If you can show me where the AL and in your words "dominates" please feel free to try your best :toast: Of course it will be compared to the 13700K but......you cant.....and until then what is intels best CPU out at the moment? hmmmm? I mean come on, its just common sense, how can you compare something when its not even out? Please if you got a review, a legitimate real review then please feel free to post it right now! Ill wait ;) So maybe you should stop with the fanboyyism since your actually the one spreading BS when it literally isnt even there yet...and you call me the fan boy? :roll::slap:
13900K and 7950X aren't gaming CPU, just like a 4090 in my opinion is not a gaming graphic card.
It's all marketing, nothing more.
Here above we have a game running at 700+ FPS and another running "just" at 650... seriously ? :shadedshu:
Because you're right in a realistic sense, +/- 10% right now won't matter. It won't be something any typical user can feel or see 99% of the time.
That's why what I usually think about on those kind of differences is in the context of a few years from now, when my PC is getting older, and it is running near max performance more often. That's when the 10% will show up.
AM4 is very good indeed, to the point it makes AM5 irrelevant to most. Also AL vs AM5, for the same reasons.
If you after the multi threaded- 7950x is the better choice for the next few days until RL is here.
The point is there is no reason to go to AM5 right now, although it introduce a big improvement, most of them inline with AL. Just unappealing platform for most.
AL can't be a catch up for AM5 because it was lunched way before it. It may be a catch up for zen3 (if it came after it, dont remember) and by TPU 5800x3d review, the 12900k has the appear hand on non gaming applications and games that dont benefit from the extra catch. The overall average advantage in gaming is nice but not dramatic because of the big variability of fps gain in the different games.
All in all, 5800x3d do better is some games, equal to worse in others and has worse preformance than 5800x and 12900k in applications.
AMD has a nice offering with AM4 but AL is equal or better in some case, mostly gaming related.
AM5 cost too much vs. AL for most people and RL will make it even more distinct when bing the stronger, cheaper options in not few cases.
Choose as you will, but accept that there is no one best CPU to all usage.
From my perspective, intel has the better overall consumer line for most cases.
AMD make up to it BIG TIME in the HEDT and server markets.
In theory at least, the voltage you need for a certain frequency is still the same.
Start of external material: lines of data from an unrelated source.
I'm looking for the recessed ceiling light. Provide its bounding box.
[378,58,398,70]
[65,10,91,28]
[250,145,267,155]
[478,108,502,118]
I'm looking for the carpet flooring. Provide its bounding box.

If you increase LLC you should decrease voltage offset to keep it at an equal value at the target frequency. This will cause voltage at every other frequency to decrease though, or in other words, would avoid increasing vcore too much everywhere, for reaching those speeds.
About the switching frequency not changing stuff, I have no answer though, very little experience with it.